Monday, March 28, 2011

Project Update...

On 11 April 2011, Africa Windmill Project will install 30 water pumps. Well, if we can’t manage to do it all in one day it may take us the whole week. But by the end of that week, Mwakhundi and the Mziza Farming Club will have the means to irrigate 15 acres.

The rains may persist well past mid-April. Also, some farmers have used their dimba gardens (wetland gardens) to plant maize, sweet potato, or rice. In any case, whenever the farmer is ready to plant a winter crop, his irrigation system will be in place.


Shortly after the installation of 30 water pumps, butternut squash will be ready for sale. The market for this is sweetening as time goes by. One grocery store is importing this crop and paying MK150/kg ($1/kg or $0.45/lb). We think we will profit quite nicely at MK50/kg, so we’ve got MK100/kg to bargain with. Consumers pay between MK200/kg and MK320/kg. We would also like to see consumer prices down to under MK200/kg to reach a wider base and maybe push up demand and open new markets (such as those in poorer townships and outskirts of town).

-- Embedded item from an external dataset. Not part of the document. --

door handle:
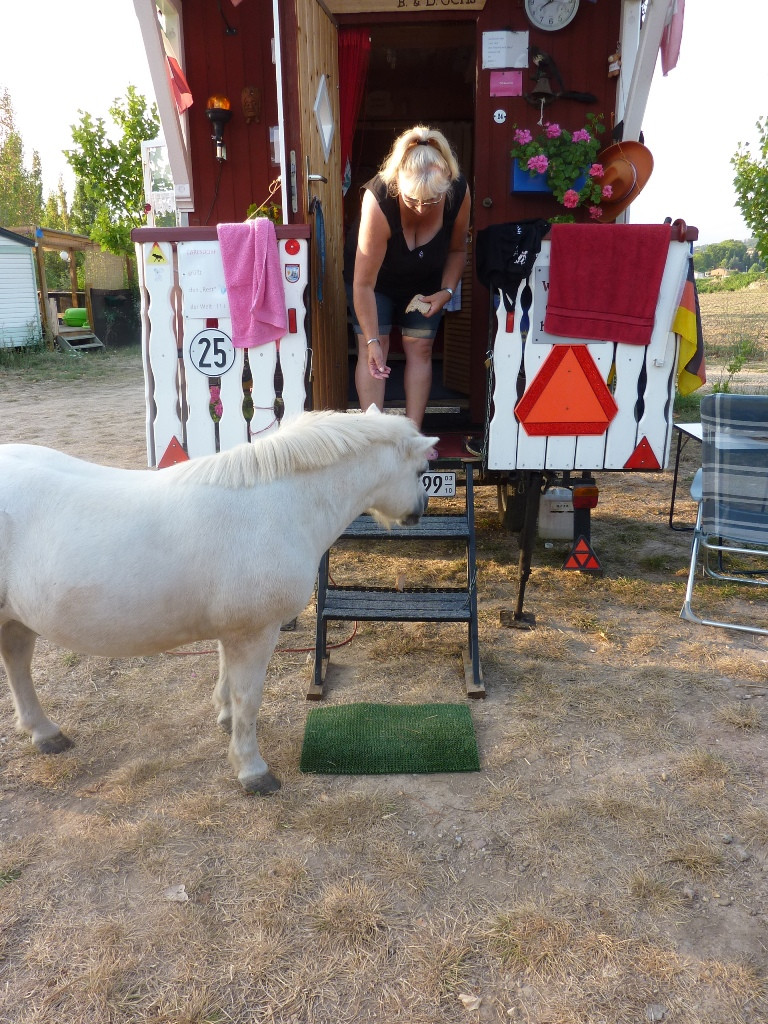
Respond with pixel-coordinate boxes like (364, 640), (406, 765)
(305, 155), (327, 199)
(482, 196), (493, 208)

Aside from the work we are doing within the community, we’ve discovered a substantial demand within the NGO sector for agriculture training. Many NGOs are discovering that credibility within a community means meeting people on their own terms. And that means NGOs can’t sweep in with projects about health or education, and expect results, without at least addressing the critical issues of agriculture: water management, soil management, and crop management. This just confirms what the data shows: Malawians live on $1 a day, while farming income is under-reported. So if an NGO wants to train a group of tailors or brick layers, that NGO has to account for the fact that such professions will not usually earn enough income to forgo farming. Instead, the tailor earns money to pay for household goods, school fees, and luxuries, while he and his family till the land for food.


What does this mean for AWP? About every two weeks, I get a call from someone who wants to know if we can help them with irrigation projects or dryland agriculture. It’s not their specialty, but it’s vital to their work. So far we have tentative plans to bring training to three other NGOs: one in each Lilongwe, Dedza, and Dowa districts. It seems most of these groups are in the home-based care category of NGOs. These organizations assist people, usually widows, orphans, disabled, or sick, in their own homes within the traditional safety nets of the culture, usually extended family and church.

Friday, March 11, 2011

Watering Dryland part II

We have had a busy week. (Check out some of the pictures on facebook.) Our dryland pump has been an important project as we build up to the dry season, which begins in April or May or whenever the clouds decide. Water is essential to life, and some people live far from wetlands or don't own a plot suitable for the 'old way' of gardening. If we can expand the horizon of our pump, we will be able to teach such people how to grow food close to their homes.

This well is 6m deep. In the above picture you can see us installing the pipe. Pipe sections are sold in 6m lengths, so we had an easy job of fitting this pipe together.


After getting the pipe into the well, we must line up the inlet and outlet with the wheel. The kids enjoyed watching us, but probably thought we were crazy.
Emanuel, in the foreground below, will be using this pump to grow vegetable right outside his home. He was very excited to have the pump. His comment: "It's okay, it's easy, it's simple."


Wednesday, March 9, 2011

Mwakhundi

Mwakhundi is a small village in Lilongwe District, Malawi. The village has 45 households, and is the site AWP's largest project yet. The village formed a farming club of 30 households, 2/3 of the community. The village is in the area of Chief Mziza and takes that name for its club.

The farming club at Mziza is developing rapidly. People are excited to see changes in their village, and the formation of a club is just one such change. Since the club has formed, club members and a few nearby friends have planted butternut squash together. Perhaps never before has the community been so intentional about coordinating farming efforts.

Club members have also completed their compost training. Each farmer must now gather material for his or her own compost heap. Most farmers were eager to give the new method a try; from an anthill vantage point, we could see compost heaps banded along the marsh's edge.


The club members motivate us with each pull of the hoe and swing of the scythe. They drive us along and outrun even our ideas. The sooner they realize this, the better; for that realization is the change that we cannot force upon the village. The understanding that they have the means to improve their lives; that loving one another means working together; that God has not abandoned them; this understanding cannot be doled out like food to the hungry or pills to the sick. However, such an understanding, as it implies a God given human dignity, can begin to satisfy the soul and heal a wounded spirit.
And where does an understanding of one's own dignity come from? I can only imagine a loving community is a good place to start. That is a place where charity (I mean, charity within the community) overshadows greed and jealousy and allows people to work together.